Looking at a biblical perspective, Christ came into the world to save lives, not to destroy them. (Luke 9:56). When Peter drew his weapons, Jesus said to him: “Put your sword back in its place… all who take the sword will die by the sword.” (Matthew 26:52). Jesus did not engage in violence.
It is alarming that these assault-style weapons can easily be purchased in the United States. Their availability can only open the possibility for further tragedies.
Peace and the preservation of life are to be the goals of Christians. Evil cannot be effectively met with evil, but must be overcome with good. We as Seventh-day Adventists youth, with other people of good will, wish to cooperate in using every legitimate means of reducing, and eliminating where possible, the root causes of violent crime in our communities, and especially in our schools, which should be havens of peace and safety.
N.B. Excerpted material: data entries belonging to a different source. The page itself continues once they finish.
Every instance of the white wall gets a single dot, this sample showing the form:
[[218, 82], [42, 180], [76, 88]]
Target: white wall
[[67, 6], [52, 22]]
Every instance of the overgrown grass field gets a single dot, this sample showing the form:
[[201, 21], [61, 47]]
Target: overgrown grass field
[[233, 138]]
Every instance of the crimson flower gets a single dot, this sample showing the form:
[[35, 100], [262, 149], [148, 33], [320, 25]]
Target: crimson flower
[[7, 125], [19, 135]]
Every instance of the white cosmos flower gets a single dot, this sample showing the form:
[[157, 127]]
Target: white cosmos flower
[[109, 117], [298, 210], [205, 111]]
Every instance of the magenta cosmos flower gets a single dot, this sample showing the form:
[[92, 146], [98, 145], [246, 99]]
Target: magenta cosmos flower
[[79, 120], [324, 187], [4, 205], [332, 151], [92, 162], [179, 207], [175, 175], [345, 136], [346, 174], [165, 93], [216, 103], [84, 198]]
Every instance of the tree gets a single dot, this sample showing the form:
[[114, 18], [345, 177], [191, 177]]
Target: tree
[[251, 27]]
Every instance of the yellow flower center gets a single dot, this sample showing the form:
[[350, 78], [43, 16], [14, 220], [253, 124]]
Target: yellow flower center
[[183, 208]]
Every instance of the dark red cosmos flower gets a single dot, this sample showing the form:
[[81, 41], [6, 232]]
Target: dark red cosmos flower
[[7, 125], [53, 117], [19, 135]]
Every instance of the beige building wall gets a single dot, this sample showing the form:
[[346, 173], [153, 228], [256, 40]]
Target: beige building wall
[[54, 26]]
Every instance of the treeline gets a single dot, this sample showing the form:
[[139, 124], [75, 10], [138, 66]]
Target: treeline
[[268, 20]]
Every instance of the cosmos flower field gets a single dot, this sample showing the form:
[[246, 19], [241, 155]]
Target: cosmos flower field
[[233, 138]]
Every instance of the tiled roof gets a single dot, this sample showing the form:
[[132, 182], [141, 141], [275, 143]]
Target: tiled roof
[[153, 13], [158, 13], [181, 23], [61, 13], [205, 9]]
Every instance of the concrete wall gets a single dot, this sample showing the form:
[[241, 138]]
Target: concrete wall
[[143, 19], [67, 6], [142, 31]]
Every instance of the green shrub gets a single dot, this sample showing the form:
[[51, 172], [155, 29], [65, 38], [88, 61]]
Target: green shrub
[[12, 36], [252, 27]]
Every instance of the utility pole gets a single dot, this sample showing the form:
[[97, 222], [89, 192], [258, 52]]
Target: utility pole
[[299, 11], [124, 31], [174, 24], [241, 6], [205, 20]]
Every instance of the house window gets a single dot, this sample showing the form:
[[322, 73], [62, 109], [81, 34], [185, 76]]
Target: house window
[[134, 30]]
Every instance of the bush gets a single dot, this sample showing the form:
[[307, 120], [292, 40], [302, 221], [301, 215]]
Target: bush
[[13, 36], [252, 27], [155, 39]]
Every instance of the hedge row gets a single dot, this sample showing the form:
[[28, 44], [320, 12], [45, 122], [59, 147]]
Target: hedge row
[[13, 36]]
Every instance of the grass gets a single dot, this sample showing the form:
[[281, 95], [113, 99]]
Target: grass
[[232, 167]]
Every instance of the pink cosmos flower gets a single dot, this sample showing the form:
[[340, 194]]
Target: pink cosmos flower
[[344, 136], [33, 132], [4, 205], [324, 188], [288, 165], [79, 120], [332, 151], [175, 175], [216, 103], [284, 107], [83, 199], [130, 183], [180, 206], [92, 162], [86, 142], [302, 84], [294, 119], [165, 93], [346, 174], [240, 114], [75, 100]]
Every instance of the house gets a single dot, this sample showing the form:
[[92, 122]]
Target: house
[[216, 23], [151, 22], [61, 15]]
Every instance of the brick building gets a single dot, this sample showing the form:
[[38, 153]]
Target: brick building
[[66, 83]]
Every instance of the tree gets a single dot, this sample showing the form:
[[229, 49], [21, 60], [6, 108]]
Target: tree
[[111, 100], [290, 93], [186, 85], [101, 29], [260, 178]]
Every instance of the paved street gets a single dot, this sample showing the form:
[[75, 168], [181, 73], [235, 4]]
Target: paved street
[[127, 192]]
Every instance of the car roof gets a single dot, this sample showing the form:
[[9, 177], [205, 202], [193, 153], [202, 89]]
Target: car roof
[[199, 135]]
In addition, with public safety and the value of human life in mind, the sale of automatic or semi-automatic assault-style weapons should be strictly controlled. This would reduce the use of weapons by mentally disturbed people and criminals, especially those involved in drug and gang activities. We make a call onto the elected representatives to take action to reduce the sale of automatic or semi-automatic assault weapons to the general public.
About the Lake Union: The Lake Union Conference serves 88,000 Seventh-day Adventist members in the Illinois, Indiana, Lake Region, Michigan and Wisconsin conferences.
About the Lake Union Youth Congress: Conéctate is a bi-lingual Hispanic Youth Congress held every two years for purpose of training and equipping youth for a life of service to Christ.